Joan Magarit, a great architect overshadowed by his poetic self

Barcelona, ​​Feb 16 (EFE) .- Joan Margarit was an outstanding and awarded architect, member of the team that won the International Competition for the Barcelona Olympic Ring and author of the project and direction of the structure of the Gaudinian temple of the Sagrada Familia, although his constructive side was somewhat eclipsed by his enormous poetic work and his rise to the literary Olympus.

After studying Architecture in Barcelona, ​​Margarit was a professor and professor of Structural Calculation at the Higher Technical School of Architecture in the Catalan capital and in 2003 he entered the Royal Academy of Engineering.

In the development of his professional career and, in collaboration with his partner and friend Carles Buxadé, he projected numerous works, including the Dome of the Fernando Buesa Sports Pavilion, in Vitoria, the Olympic Stadium and Ring of Montjüic (in collaboration with F. Correa and A. Milá) or the Museum of Science and Technology of Catalonia, in Terrassa.

He also participated in the reinforcement of the Columbus Monument, in Barcelona, ​​in the reinforcement and restoration of the Clock Building of the Barcelona Industrial School, in the restoration of the Sant Pau Hospital Tower, in the Complex of the Villa Universitaria de la Universitat Autònoma de Barcelona or at the Municipal Institute of Medical Research at Hospital del Mar, in Barcelona.
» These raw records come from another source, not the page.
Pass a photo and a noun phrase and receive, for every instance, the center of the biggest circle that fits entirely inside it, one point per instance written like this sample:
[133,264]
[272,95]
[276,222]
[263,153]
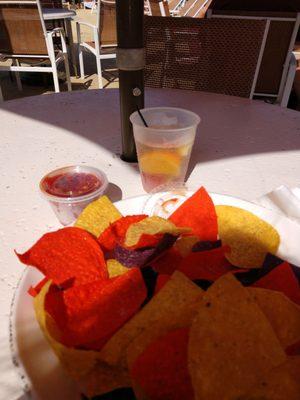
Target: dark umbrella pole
[130,62]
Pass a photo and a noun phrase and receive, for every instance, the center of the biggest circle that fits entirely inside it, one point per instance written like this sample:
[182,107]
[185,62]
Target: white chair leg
[99,71]
[289,82]
[80,52]
[18,79]
[67,68]
[55,76]
[81,64]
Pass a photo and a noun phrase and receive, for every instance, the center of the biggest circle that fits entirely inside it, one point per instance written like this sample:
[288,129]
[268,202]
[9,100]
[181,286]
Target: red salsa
[71,184]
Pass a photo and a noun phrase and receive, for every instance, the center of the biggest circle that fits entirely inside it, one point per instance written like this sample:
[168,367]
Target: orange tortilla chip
[172,299]
[282,313]
[103,379]
[232,345]
[151,226]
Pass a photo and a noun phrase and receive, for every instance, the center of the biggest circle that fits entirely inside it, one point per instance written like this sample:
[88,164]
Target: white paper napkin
[286,203]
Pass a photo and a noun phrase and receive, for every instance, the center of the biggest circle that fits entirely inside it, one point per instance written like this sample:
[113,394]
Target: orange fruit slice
[160,162]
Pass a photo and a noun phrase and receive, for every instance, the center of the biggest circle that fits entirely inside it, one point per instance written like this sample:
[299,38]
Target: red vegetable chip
[92,312]
[168,262]
[69,253]
[198,213]
[161,371]
[116,231]
[207,265]
[282,279]
[161,280]
[35,290]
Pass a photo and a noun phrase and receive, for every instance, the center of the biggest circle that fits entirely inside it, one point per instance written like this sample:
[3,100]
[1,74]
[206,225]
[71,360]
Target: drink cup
[164,146]
[70,189]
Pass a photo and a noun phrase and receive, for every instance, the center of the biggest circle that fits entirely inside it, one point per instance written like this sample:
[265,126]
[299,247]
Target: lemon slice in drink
[160,162]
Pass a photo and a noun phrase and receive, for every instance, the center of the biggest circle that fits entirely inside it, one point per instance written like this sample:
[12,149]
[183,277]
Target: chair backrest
[278,50]
[220,56]
[195,8]
[51,3]
[22,29]
[159,8]
[106,22]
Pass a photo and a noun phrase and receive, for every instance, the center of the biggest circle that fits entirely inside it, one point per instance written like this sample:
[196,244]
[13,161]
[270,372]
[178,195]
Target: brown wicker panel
[51,3]
[214,55]
[21,30]
[155,8]
[277,46]
[108,30]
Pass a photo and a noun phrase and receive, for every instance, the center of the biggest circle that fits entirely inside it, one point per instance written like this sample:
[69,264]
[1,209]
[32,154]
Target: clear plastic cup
[164,147]
[70,189]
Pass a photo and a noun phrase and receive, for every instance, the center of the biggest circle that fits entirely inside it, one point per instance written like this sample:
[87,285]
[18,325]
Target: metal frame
[97,50]
[53,59]
[287,71]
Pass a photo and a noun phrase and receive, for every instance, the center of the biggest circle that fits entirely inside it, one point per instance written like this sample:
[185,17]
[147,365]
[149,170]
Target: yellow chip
[151,226]
[282,313]
[76,362]
[175,297]
[97,216]
[115,268]
[249,237]
[185,244]
[232,345]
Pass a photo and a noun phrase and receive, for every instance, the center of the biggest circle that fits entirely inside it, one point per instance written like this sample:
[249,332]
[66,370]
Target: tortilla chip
[281,383]
[198,213]
[168,262]
[161,280]
[115,268]
[92,313]
[165,306]
[249,237]
[232,345]
[97,216]
[161,370]
[151,226]
[282,279]
[68,254]
[282,313]
[103,379]
[185,244]
[76,362]
[115,232]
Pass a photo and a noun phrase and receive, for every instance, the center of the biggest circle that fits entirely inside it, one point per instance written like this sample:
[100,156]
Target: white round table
[244,148]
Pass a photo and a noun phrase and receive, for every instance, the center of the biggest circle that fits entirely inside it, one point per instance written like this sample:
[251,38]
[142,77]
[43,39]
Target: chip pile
[194,307]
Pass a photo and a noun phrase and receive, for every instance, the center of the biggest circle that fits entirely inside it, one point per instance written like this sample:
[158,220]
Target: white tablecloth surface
[243,148]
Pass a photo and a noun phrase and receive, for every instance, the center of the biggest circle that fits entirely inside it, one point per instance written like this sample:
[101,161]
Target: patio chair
[103,46]
[25,41]
[204,54]
[278,65]
[195,8]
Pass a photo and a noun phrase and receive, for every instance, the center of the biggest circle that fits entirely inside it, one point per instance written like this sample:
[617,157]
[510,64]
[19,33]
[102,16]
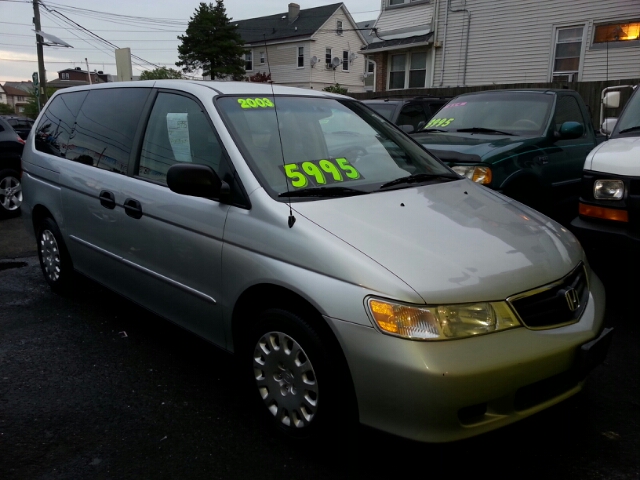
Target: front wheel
[10,193]
[296,375]
[54,258]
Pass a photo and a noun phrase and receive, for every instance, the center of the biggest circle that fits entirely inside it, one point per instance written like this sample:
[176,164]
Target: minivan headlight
[442,322]
[608,190]
[478,174]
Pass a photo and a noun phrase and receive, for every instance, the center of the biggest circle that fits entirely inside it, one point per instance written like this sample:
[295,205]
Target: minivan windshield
[499,113]
[629,122]
[309,148]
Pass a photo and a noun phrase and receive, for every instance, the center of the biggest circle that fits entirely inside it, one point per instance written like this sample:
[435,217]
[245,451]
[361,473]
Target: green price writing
[439,122]
[255,102]
[320,172]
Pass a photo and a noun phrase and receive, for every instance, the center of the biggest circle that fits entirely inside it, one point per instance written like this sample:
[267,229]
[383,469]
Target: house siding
[513,42]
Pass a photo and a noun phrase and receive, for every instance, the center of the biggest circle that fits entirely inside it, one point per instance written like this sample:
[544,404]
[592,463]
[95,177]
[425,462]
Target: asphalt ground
[92,386]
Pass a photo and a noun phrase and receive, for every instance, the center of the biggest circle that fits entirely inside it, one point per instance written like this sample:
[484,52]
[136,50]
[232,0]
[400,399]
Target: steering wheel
[525,123]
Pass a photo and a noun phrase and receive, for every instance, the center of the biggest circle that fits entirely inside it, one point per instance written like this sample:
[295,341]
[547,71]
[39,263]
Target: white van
[354,276]
[609,208]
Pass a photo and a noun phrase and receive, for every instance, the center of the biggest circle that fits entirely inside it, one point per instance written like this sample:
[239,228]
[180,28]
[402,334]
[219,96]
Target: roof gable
[277,27]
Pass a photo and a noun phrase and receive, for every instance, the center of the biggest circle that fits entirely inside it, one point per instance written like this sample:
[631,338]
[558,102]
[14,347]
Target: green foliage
[6,109]
[335,89]
[212,44]
[161,73]
[31,108]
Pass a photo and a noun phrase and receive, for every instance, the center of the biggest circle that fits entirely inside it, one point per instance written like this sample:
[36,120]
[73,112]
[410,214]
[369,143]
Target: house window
[566,60]
[408,70]
[617,32]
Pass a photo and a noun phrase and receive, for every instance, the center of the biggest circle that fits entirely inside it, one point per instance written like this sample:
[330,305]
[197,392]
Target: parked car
[609,208]
[11,146]
[528,144]
[22,125]
[410,114]
[353,275]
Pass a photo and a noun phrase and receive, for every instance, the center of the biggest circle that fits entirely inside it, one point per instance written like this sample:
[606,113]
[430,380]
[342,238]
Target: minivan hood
[451,242]
[482,145]
[620,156]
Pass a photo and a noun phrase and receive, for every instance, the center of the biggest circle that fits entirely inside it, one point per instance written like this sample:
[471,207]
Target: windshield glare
[322,142]
[517,113]
[631,116]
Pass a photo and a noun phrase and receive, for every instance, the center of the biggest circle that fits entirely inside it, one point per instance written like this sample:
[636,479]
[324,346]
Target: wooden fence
[590,92]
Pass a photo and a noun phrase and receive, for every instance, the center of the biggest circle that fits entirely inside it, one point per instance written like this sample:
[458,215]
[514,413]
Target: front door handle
[133,208]
[107,199]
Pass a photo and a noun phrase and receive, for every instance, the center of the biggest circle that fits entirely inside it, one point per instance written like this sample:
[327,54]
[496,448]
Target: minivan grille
[556,304]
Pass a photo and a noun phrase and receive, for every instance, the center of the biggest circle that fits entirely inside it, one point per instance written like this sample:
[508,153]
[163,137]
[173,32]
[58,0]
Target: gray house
[441,43]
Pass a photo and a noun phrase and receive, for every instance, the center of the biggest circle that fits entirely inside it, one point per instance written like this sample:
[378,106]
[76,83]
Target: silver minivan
[354,276]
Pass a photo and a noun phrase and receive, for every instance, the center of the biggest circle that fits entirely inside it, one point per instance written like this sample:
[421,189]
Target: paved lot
[91,386]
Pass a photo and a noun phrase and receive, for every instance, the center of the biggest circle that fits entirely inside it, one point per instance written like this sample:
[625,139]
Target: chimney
[294,11]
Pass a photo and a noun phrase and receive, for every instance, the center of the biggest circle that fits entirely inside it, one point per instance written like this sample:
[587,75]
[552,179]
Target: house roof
[398,43]
[277,27]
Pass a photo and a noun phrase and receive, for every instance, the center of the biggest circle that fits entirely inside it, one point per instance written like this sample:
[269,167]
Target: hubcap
[10,193]
[285,379]
[50,255]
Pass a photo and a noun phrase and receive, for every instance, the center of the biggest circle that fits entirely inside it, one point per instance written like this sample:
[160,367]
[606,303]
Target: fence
[589,91]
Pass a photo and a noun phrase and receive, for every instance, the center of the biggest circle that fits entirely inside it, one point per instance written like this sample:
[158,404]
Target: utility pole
[42,93]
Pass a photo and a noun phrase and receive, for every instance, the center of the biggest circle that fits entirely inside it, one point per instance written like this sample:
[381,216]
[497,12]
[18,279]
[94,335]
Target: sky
[151,34]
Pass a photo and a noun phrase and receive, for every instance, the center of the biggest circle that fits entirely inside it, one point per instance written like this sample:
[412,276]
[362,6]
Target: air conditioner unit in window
[563,77]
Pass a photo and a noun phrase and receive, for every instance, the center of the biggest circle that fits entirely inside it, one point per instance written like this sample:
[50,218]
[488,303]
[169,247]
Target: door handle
[107,199]
[133,208]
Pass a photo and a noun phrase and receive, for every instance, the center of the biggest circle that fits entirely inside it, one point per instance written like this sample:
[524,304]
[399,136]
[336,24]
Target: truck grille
[556,304]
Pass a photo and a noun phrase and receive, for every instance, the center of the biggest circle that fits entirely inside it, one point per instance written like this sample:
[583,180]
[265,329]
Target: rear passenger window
[57,124]
[106,126]
[178,132]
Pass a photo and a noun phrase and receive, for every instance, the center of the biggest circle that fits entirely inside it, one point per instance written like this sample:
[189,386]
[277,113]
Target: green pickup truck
[528,144]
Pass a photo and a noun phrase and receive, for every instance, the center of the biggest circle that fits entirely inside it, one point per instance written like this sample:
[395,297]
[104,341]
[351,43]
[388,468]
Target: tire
[54,259]
[10,193]
[296,376]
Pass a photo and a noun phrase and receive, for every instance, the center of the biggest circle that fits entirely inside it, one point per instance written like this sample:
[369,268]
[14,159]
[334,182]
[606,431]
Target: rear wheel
[54,258]
[297,378]
[10,193]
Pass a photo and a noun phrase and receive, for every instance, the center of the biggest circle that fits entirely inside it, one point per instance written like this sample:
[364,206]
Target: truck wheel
[54,259]
[10,193]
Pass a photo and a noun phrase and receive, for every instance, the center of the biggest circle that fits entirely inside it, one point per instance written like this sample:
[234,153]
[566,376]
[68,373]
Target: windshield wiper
[630,129]
[420,177]
[324,192]
[485,130]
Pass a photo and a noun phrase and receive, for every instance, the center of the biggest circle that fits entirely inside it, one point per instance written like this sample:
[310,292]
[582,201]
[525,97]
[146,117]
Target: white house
[484,42]
[308,48]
His projects include the Sitges Highway Toll, the Real Oviedo Stadium and the University of Barcelona Science Park. It was also selected, together with the teams of Ricardo Bofill, Santiago Calatrava and Norman Foster, for the Barcelona Telecommunications Tower competition (April 1988), which was finally awarded to the British architect.

Margarit received the First Prize in the contest for the remodeling of Caspe Street, in Barcelona (1970) and the National Prize for Metallic Structure for the Fernando Buesa Pavilion in Vitoria (1977), for which he also obtained the European Prize for Metallic Structure.

He also won the Prize for the Promotion of Decorative Arts (FAD) 1990 for the remodeling of the Montjüic Olympic Stadium, a FAD Mention for the rehabilitation of the Clock Building (1990), he was the FAD Prize for the collaboration in the Municipal Palace of Sports and Barcelona Municipal Sports Center of Pelota and National Prize for Sports Architecture (2000).

He is also the author of numerous publications on architecture, including “Introduction to a theory of knowledge of Architecture and Design”, (1969); “Margabux method for the calculation of orthogonal porticoed structures” (1969), “Matrix calculation of bar structures” (1970) and “Design and calculation of structures in hyperbolic paraboloid” (1970).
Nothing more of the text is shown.